What depends on what

Learn things in this order; each level assumes the ones above it.

  • The agent loop — the prerequisite for everything
    • Context engineering — you can’t manage what the model sees until you know how the loop feeds it
      • Cost and latency — caching and pricing are consequences of how context is arranged
      • Memory — long-term memory is context engineering stretched across sessions
    • Tool design — tools are meaningless outside a loop that calls them
      • Security — the risk of hijacking is proportional to what the tools can do
    • Evaluation — you need trajectories (recorded runs) before you can grade them
      • Observability — production evals are just evals over live traces
      • Multi-agent orchestration — last, because it multiplies every problem above and you need evals to tell whether it helped

What this hub covers, and what it only points to

Covered in depth, as Topics 05–10: the agent loop, context engineering, tool design, evals, multi-agent systems, and cost and latency.

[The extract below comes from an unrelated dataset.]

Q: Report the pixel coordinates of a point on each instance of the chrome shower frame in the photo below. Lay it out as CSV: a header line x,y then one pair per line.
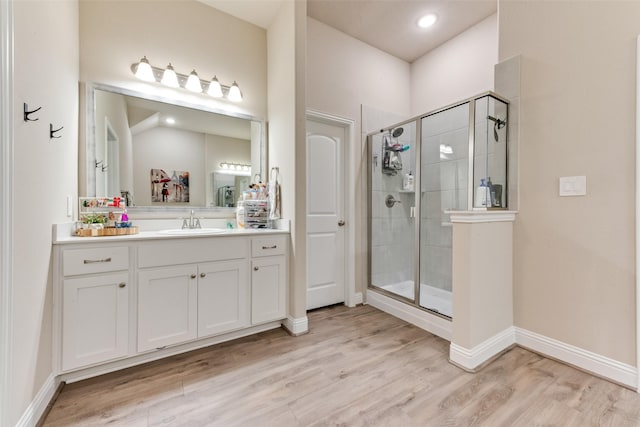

Covered inside other topics rather than standalone: security (inside Tool Design and Context Engineering), observability (inside Evals), and memory (inside Context Engineering).

Pointed to but not taught: model training and fine-tuning (you’ll use models as given), the product design of agent UX, and the internals of inference serving. Go Deeper has starting points for each.

Where the hard problems live

Three tensions generate most of the field’s open problems: small per-step error rates compound into large end-to-end failure rates; the model’s reading window is finite while real tasks are not; and the most capable agent is also the most dangerous one to let loose. Major Problems unpacks all of them — after you’ve picked up the Mental Models that make them legible.